Девочка не могла ничего ответить – ее сотрясали рыдания, и голос не слушался. Она даже толком не видела сторожа, фигура которого расплывалась, словно он стоял за окном, по которому хлестал дождь.
Наконец до сторожа дошло, что Гретель не может встать, потому что ее локти прижаты к надгробию, а запястья связаны.
– Что здесь вообще произошло? Кто тебя привязал? – Он вытащил из брошенного Мартой мешка нож для сорняков, разрезал веревку и помог Гретель подняться.
Головокружение накатило с новой силой, превратив городское кладбище в бушующее море, а могилу бабушки Розмари – в корабль, который швыряют и подбрасывают волны. Девочка вцепилась в каменный крест, как испуганный матрос в мачту.
– Так кто это сделал? – продолжал настаивать сторож. – Это был мужчина? Ты его знаешь?
– Нет… – пробормотала Гретель. Она не была готова признаться, что на нее напала собственная мать. Лучше рассказать об этом отцу, он-то знает, как быть. – Я не разглядела… на меня просто напали, вот и все.
– Я должен доложить об этом в полицию. Дети твоего возраста пропадают, понимаешь? Если это тот самый маньяк, которого все ищут…
– Простите, я должна идти, – сказала Гретель, рискнув отпустить крест-мачту.
– Постой-ка. Как тебя зовут?
– Гретель Блок, – автоматически назвалась девочка и тут же пожалела об этом. Не хватало еще, чтобы ее вызвали в полицию как свидетеля или даже как жертву преступления.
– Я должен отвести тебя в участок! – строгим тоном заявил сторож. – Тут нечего бояться, ты же не сделала ничего плохого. А вот негодяй, которого я спугнул, не должен просто так расхаживать по улицам!
– Я не могу. – Гретель попятилась от могилы.
Сторож двинулся следом, но девочка нырнула в заросший травой проход между высокими надгробиями. В спину ей полетело витиеватое проклятие. Человек, благодаря которому Гретель сохранила все пальцы, пообещал поймать ее, снова связать и силком доставить в полицию.

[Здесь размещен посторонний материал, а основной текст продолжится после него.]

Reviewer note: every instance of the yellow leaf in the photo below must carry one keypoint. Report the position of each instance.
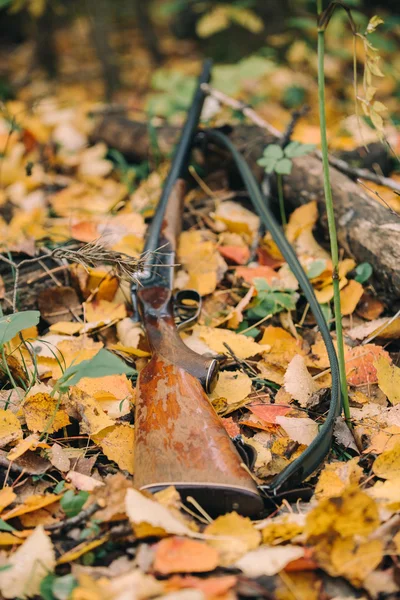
(237, 218)
(117, 443)
(354, 513)
(335, 477)
(246, 18)
(65, 327)
(29, 565)
(75, 349)
(387, 465)
(212, 22)
(8, 539)
(282, 528)
(7, 496)
(242, 346)
(388, 379)
(234, 386)
(355, 560)
(237, 536)
(80, 550)
(41, 414)
(10, 428)
(350, 297)
(29, 443)
(298, 381)
(31, 504)
(102, 312)
(94, 419)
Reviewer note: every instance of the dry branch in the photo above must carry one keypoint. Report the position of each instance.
(366, 229)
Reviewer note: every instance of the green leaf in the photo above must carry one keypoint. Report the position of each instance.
(46, 587)
(295, 149)
(273, 151)
(103, 363)
(72, 503)
(364, 272)
(10, 325)
(316, 268)
(268, 164)
(63, 587)
(284, 166)
(5, 526)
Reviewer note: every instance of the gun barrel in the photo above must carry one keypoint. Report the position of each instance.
(179, 162)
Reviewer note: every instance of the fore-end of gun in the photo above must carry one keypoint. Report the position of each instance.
(179, 439)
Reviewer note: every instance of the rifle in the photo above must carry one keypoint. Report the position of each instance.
(179, 438)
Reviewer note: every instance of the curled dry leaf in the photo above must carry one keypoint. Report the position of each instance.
(388, 379)
(180, 555)
(298, 381)
(117, 443)
(232, 535)
(268, 560)
(234, 386)
(28, 566)
(141, 509)
(10, 428)
(241, 345)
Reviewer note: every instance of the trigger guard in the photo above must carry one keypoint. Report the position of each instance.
(179, 298)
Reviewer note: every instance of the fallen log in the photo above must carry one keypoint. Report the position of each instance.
(367, 230)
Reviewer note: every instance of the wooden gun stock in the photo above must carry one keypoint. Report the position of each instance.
(180, 439)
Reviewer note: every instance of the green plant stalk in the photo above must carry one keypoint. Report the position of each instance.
(279, 183)
(331, 218)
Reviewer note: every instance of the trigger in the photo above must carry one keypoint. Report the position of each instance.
(187, 308)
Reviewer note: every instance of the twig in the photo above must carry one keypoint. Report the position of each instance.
(76, 520)
(338, 163)
(377, 194)
(242, 107)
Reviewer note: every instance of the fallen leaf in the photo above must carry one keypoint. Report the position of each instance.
(268, 560)
(242, 346)
(388, 379)
(336, 477)
(350, 297)
(117, 443)
(7, 496)
(360, 362)
(31, 504)
(42, 413)
(237, 218)
(302, 430)
(180, 555)
(94, 419)
(353, 513)
(233, 536)
(29, 565)
(234, 386)
(10, 428)
(298, 381)
(141, 509)
(387, 465)
(268, 412)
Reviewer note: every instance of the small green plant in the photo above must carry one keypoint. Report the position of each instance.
(72, 503)
(280, 161)
(57, 588)
(270, 301)
(323, 19)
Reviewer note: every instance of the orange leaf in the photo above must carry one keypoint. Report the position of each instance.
(360, 360)
(239, 255)
(251, 273)
(181, 555)
(268, 412)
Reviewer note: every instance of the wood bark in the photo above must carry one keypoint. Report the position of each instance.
(367, 230)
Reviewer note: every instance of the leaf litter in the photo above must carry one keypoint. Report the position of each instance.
(76, 416)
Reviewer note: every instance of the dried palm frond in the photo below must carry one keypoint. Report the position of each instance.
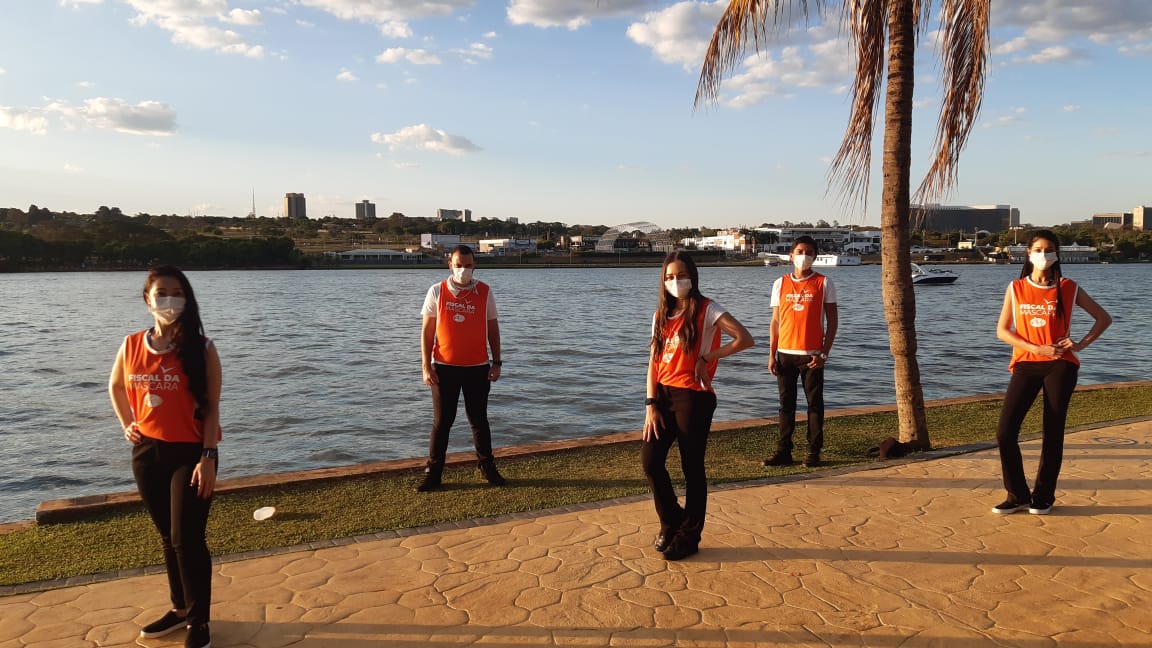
(742, 21)
(964, 46)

«А может, я напрасно покрываю мать? – размышляла Гретель, петляя между крестами и ангелами с поникшими крыльями. – Пусть бы ее наконец заперли в сумасшедшем доме! Как бы нам хорошо зажилось втроем!»

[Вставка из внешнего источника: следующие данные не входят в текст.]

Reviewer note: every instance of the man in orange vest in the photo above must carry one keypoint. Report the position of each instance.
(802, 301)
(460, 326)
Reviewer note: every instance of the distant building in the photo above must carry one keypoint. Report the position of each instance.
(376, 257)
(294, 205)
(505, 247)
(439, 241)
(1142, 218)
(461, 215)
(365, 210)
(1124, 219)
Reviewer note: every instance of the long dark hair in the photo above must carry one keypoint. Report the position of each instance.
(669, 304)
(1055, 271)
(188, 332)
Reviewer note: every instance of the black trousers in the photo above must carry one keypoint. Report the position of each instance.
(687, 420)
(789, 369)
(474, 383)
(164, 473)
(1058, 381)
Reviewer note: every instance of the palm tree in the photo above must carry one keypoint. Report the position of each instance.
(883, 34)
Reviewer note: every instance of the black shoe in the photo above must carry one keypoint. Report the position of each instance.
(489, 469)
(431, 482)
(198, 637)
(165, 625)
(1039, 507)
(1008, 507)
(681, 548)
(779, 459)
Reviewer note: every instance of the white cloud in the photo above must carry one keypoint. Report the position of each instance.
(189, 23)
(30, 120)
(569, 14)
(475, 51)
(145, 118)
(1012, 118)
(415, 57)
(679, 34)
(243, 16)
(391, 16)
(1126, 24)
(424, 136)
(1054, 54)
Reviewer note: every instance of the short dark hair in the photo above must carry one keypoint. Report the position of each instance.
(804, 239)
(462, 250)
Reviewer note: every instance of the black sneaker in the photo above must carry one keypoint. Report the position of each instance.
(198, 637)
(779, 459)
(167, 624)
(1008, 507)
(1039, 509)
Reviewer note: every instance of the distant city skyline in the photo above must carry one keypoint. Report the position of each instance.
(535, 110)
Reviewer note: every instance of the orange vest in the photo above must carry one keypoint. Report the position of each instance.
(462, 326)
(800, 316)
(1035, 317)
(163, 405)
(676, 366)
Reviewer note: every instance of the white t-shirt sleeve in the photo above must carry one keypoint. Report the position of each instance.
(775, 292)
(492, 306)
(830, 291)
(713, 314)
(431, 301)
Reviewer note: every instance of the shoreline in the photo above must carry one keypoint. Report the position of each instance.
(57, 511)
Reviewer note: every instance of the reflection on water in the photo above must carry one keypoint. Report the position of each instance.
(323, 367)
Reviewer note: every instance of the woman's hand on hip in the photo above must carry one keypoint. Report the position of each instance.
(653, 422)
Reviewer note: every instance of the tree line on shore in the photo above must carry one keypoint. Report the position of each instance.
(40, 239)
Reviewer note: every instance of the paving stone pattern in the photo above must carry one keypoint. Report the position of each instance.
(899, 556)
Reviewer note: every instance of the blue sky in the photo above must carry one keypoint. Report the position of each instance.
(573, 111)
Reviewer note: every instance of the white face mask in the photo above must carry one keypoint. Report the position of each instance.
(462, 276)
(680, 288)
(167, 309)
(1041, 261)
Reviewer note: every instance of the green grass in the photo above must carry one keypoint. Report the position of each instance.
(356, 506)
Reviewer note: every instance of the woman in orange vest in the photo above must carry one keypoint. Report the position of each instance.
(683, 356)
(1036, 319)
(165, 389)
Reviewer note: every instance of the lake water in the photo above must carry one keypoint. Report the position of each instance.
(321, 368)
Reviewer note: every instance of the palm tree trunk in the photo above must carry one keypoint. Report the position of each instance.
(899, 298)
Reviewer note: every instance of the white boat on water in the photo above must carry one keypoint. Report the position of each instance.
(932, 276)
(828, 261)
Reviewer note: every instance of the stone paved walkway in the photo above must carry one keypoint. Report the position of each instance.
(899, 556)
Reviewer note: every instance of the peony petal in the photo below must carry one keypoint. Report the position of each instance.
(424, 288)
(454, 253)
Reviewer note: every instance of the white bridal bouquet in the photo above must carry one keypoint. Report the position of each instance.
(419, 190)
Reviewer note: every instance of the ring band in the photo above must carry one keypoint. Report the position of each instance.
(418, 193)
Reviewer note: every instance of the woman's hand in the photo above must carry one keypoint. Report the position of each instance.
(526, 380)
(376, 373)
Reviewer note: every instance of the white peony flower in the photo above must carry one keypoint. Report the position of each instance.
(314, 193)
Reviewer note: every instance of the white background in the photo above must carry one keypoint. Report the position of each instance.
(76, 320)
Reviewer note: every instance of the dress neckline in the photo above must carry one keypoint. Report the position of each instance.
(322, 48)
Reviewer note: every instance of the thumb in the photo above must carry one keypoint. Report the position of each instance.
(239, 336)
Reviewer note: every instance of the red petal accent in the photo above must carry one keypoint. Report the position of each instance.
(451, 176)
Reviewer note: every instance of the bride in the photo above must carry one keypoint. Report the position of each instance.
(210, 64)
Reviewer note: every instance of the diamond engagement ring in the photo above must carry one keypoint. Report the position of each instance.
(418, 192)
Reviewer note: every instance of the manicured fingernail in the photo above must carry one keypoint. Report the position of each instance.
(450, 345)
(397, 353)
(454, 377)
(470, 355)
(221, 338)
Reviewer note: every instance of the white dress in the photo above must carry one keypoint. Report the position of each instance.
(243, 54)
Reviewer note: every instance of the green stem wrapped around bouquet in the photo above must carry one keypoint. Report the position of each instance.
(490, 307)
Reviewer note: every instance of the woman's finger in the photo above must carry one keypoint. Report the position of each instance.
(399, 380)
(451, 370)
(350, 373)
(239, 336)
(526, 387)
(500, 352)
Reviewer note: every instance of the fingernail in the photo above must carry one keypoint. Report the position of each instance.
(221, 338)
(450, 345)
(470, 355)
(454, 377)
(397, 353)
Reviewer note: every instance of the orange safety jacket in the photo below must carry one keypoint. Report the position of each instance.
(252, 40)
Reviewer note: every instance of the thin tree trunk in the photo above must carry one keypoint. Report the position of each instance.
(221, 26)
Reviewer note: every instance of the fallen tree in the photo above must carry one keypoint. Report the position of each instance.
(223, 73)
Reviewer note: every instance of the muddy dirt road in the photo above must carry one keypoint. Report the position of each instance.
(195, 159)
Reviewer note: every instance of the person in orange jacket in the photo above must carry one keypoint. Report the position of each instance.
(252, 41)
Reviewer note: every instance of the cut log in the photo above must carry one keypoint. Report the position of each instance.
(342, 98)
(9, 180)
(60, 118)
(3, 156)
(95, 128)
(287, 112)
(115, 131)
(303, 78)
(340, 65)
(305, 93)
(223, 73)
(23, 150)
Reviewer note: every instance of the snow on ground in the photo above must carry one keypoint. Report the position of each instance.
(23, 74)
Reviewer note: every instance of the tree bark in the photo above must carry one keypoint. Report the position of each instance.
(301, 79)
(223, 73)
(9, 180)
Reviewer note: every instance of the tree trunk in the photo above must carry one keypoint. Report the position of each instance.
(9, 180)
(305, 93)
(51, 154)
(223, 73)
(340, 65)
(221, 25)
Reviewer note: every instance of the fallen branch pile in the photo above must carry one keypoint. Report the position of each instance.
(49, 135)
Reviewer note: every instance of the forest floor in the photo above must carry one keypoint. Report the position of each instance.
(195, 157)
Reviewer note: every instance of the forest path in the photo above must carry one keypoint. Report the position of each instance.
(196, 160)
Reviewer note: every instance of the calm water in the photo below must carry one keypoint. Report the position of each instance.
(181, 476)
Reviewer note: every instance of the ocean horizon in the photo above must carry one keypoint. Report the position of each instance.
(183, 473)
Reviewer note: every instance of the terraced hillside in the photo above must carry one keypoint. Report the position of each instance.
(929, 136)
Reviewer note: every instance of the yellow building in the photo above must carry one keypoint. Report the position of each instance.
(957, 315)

Но даже после сегодняшнего у Гретель не хватало духу совершить такой решительный шаг. Марбах мог похвастаться лишь небольшой больницей при монастыре Святой Агаты. А ближайший дом для умалишенных находился в Альпенбахе, соседнем городе. Гретель слышала, что с пациентами там делают страшные вещи: лечат ударами тока, сверлят дырки в голове и делают операции на мозге, после которых человек становится как овощ и может только пускать слюни. Если Марту Блок пришло время упрятать в такое страшное место, решать это должен ее муж.
Спустя несколько минут Гретель вышла к решетчатой ограде, которая тянулась вокруг всего кладбища. За прутьями раскинулся пустырь, а дальше виднелась темная полоса Либкухенвальда. Девочка пошла вдоль ограды и вскоре очутилась возле ворот. Сторож мог бы поджидать ее здесь, но, видимо, не додумался до такого простого решения.
Гретель выскользнула за калитку и двинулась по грунтовой дороге прочь от кладбища. Вдалеке стоял дом Шварцев – одинокая каменная коробка посреди унылой пустоши. Разбросанные вдоль дороги мастерские и склады тоже выглядели пустыми и заброшенными – не слышно ни голосов рабочих, ни молотков камнетесов, что превращали очередной камень в чье-нибудь надгробие. Только вороны кружили над плоскими крышами, оглашая окрестности дребезжащими металлическими голосами. Шагая по дороге, Гретель попыталась пересчитать птиц, чье траурное оперение и резкие вопли наводили уныние.
Одна, две, три… дюжина… Отец говорил, что вороны – не простые птицы, а проводники душ в потусторонний мир. Получается, они жили возле кладбища по той же причине, что и Эрнст Шварц, – чтобы на работу недалеко ходить (ну или летать, раз уж речь шла о птицах).